On Nov. 20, that patience paid off. His congregation of about 120 Indonesian immigrants welcomed a host of guests, including neighborhood and city officials, to their celebration worship service of the new Ritner Street location. Among them were leaders from Franconia Conference, of which Nations is a part.
Krisbianto’s pastoral conviction, discovered as a high school convert to the Church of God in his predominantly Muslim country, has taken him on a long journey. Fifteen years ago, he earned a scholarship to a Bible school in Iowa, where fast food restaurants closed at 6 p.m., he said, and “corn was all around.”

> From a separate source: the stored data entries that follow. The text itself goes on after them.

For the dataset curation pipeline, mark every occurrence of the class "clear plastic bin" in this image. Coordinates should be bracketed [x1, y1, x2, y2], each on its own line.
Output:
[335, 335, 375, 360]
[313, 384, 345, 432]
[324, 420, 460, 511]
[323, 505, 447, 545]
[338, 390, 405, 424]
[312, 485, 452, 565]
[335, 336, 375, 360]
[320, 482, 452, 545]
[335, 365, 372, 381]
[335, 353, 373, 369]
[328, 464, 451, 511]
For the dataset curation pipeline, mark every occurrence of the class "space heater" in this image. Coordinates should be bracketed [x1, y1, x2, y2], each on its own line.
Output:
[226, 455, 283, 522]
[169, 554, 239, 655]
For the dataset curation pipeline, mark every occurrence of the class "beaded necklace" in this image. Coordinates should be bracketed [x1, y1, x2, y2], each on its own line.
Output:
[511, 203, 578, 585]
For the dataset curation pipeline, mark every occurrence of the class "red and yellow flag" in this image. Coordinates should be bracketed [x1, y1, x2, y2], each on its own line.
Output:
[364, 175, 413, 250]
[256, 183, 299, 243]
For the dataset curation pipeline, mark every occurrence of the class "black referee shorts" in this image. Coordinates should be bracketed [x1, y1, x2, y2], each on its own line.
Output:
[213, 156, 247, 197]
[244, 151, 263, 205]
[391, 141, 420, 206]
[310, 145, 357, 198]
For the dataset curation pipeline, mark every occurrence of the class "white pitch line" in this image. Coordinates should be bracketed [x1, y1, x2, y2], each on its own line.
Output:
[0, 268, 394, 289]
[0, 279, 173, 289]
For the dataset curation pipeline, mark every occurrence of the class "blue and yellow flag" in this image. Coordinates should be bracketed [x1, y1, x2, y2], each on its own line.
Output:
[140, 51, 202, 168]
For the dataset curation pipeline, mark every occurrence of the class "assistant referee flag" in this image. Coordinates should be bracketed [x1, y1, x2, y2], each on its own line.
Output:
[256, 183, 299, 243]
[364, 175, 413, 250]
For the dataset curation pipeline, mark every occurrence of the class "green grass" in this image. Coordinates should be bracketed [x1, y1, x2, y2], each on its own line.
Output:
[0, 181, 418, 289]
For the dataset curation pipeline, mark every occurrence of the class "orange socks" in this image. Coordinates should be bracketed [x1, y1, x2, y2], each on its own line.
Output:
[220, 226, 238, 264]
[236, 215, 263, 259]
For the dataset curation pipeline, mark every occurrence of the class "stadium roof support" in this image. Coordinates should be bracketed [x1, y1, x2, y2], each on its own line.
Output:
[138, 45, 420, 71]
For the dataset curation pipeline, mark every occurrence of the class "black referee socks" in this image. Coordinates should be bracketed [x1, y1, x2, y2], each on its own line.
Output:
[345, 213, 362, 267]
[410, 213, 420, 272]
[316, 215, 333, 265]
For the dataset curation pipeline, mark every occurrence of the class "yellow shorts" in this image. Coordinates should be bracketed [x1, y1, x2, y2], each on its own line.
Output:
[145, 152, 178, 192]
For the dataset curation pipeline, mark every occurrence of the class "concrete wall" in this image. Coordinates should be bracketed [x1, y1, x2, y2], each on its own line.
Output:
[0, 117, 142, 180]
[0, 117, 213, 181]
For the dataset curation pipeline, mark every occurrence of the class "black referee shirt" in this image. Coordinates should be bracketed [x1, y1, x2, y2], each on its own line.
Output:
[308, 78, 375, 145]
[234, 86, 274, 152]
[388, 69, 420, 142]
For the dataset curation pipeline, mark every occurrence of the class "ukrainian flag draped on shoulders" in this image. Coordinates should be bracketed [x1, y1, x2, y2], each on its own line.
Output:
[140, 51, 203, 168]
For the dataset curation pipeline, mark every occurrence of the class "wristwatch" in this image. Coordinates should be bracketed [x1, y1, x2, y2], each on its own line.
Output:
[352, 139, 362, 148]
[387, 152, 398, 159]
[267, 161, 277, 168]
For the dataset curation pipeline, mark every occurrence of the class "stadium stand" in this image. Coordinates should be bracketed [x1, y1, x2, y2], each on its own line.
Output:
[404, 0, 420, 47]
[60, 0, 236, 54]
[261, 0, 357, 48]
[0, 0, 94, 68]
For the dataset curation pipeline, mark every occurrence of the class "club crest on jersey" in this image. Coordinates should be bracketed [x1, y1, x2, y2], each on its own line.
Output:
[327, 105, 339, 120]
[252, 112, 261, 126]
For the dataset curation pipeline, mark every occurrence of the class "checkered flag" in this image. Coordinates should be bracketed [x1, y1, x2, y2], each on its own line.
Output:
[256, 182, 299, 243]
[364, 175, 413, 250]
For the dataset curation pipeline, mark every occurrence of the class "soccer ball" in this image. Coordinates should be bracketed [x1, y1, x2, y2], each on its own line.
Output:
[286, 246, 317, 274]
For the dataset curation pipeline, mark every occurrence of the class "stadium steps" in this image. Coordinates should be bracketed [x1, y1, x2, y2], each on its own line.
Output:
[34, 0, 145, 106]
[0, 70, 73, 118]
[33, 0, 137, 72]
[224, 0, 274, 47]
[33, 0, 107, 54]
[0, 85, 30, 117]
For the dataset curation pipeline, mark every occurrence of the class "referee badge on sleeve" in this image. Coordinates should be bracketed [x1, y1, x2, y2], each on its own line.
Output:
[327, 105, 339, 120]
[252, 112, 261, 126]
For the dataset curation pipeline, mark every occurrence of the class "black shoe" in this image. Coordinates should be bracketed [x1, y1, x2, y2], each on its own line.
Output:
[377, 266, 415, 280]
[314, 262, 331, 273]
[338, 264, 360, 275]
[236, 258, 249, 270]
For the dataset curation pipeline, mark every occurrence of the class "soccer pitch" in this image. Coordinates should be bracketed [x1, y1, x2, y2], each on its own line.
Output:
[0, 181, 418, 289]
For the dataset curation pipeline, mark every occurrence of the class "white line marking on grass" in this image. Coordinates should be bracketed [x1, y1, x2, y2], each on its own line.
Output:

Later, called to minister to Indonesian Christian refugees escaping religious persecution in their homeland, Krisbianto came to find in Anabaptism an acceptance of the dignity of all humanity, and Christ’s call to love all. He worked for five years, often one class at a time, to finish an MDiv degree at Eastern Mennonite Seminary, gaining a strong theological basis for the emotional connection he felt with the displaced.
“My heart was touched,” he said, describing the confusion and frustration of recent immigrants who had suffered so much, “lost everything,” and could not communicate to find jobs, health care or education for their children. It was important that they have a safe space to come to, and someone to trust.
Mark Wenger, director of pastoral studies at EMU Lancaster, remembers Krisbianto “wrestling out loud about what to do with undocumented immigrants” in a class presentation on the Bible, the church and immigration. “He declared his insight and conviction from one of the Anabaptist authors he read that ‘the church must do what God calls it do,’ despite government pressures,” said Wenger, who preached at his former student’s ordination service.
“When you come to the doors of our church, we do not ask if you have a green card or if you are a legal resident,” Krisbianto says. “Our church is welcoming them, helping them, loving them.”
Though a pastor, Krisbianto says his primary job is as a social worker. In 2008, he wrote an essay for Franconia Mennonite Conference titled “The Indonesian pastor’s cell number is 911.” This is still true today, even as the flood of refugees has trickled off because new leadership in Indonesia has stabilized tensions. Many have returned to Indonesia but many stay.
Krisbianto’s congregation holds services in English and Indonesian. Two years ago, he returned to Indonesia to preach, meeting his future wife there. He and Angelia have a five-month-old baby, Jesslyn, one of the newest members of Nations Worship Center.